JOHN STEELE, son of a Mississippi riverboat captain, was 31 and the oldest member of his paratroop company on June 6, 1944. Many of the rest were in their teens. Steele was the company barber.
There was a lot going on that day. But Steele’s part in it remains very much known in the small Normandy town of Sainte-Mère-Église.
The town itself, about the size of Grundisburgh, owes its place in history to that same momentous day – D-Day. Lying just inland of the most northerly of the famous “Normandy beaches” along which the Allies invaded German-occupied France, it was the first town in Europe to be liberated from the Nazis.
It was not an entirely glorious affair, however.
While more than 200,000 troops landed on the beaches, and naval guns pounded the German defences from the Channel, Steele’s company – F Company of the US 82nd Airborne Division – was supposed to be dropped by glider on the main road beyond the town.
Two plane-loads of parachutists, however, were dropped by accident right in the town square itself – where, also by accident, a house had been set alight by a stray incendiary bomb.
The Germans in the town were easily able to see the descending parachutists by its light. Easy targets, 12 of them were killed, wounded or captured as they landed.
Steele, hit in the ankle by a piece of shrapnel, battled desperately to avoid landing in the flaming building itself. In so doing, he hit the steeple of the church, where his parachute became entangled, leaving him dangling from the tower.As he tried to cut himself free, he dropped his knife. So there he hung, for two hours, unable to do anything but watch the carnage below. Eventually the temporarily victorious Germans cut him down and took him prisoner.
Two days later, as the fighting went on, he was able to escape and rejoin his company.
Today, somewhat surreally, a lifesize effigy of a paratrooper dangles from a parachute on the church tower in Steele’s memory. Where the burning house was there is now a rather fine museum commemorating the parachute regiment and the battle.
Among the collected war memorabilia – much of which resembles similar collections housed in small museums across Suffolk – one of the most poignant items is a simple handwritten letter.
It is from one of the three German soldiers who were stationed on the church tower that night. It tells how he might have shot Steele had he not thought he was dead already.
And it recounts how one of his two comrades was shot dead. And that he never saw the other again until 20 years later at a reunion in Sainte-Mère-Église, where Steele also returned and was much feted by the townspeople.
According to Wikipedia, Sainte-Mère-Église was “significantly involved” in the Hundred Years War of the 14th and 15th centuries and the Wars of Religion in the 16th. But it is the events of D-Day and the days immediately following that now dominates everything in the town. It is as if nothing had happened there before, and very little since except commemoration.
You might think there was nothing terribly significant about a 68th anniversary, yet Sainte-Mère-Église was full last week – largely of American and British visitors, and French people weirdly clad in American pseudo-military attire.
I was there by chance, not design, but I can only assume that the fancy-dress parade takes place every June.
And not just in Sainte-Mère-Église but also on the beaches and at the nearby German batteries at Azeville and Crisbeq.
Now partially restored as rather sombre but absorbing museums, the batteries are colossal concrete constructions from which the Germans’ big guns attempted to fight off the invading Allies.
Here too are extraordinary poignancies. While just a few miles away Steele dangled, a shell from a US warship missed a German canon by inches, burst through a metre-thick reinforced concrete wall into a room full of soldiers, bounced and exited through another wall as thick – and all without exploding.
The shockwave of its passing instantly killed all 15 Germans in the room, though. And the holes in both walls are there to be marvelled at still.
All these years later, with fewer and fewer of the participants to keep the direct memory alive – John Steele died of cancer in 1969 – the war still exerts a fascination. Its sheer scale remains overwhelming, the enormity of what the Nazis did and tried to do still shocking.
But it is the accretion of details that really gives pause.
Steele was one man among millions. His extraordinary story one among millions.
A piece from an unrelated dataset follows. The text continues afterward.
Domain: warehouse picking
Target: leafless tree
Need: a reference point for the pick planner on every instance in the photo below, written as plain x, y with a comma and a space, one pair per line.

The ordinary Germans – men probably not much unlike John Steele, or you, or me – wiped out by that one non-exploding shell were 15 among millions. Each might have had a story to tell.
As might each of the Russian prisoners whose under-fed muscle-power largely built those great concrete gun-emplacements.
Or each of the common soldiers – Norman and English – whose deaths in the Battle of Hastings are graphically commemorated on the Bayeux Tapestry, which I also saw and marvelled at last week.
One invasion of England from Normandy, one of Normandy from England, nearly 900 years apart. Both hugely significant historically. And in a rather gruesome way not all that different.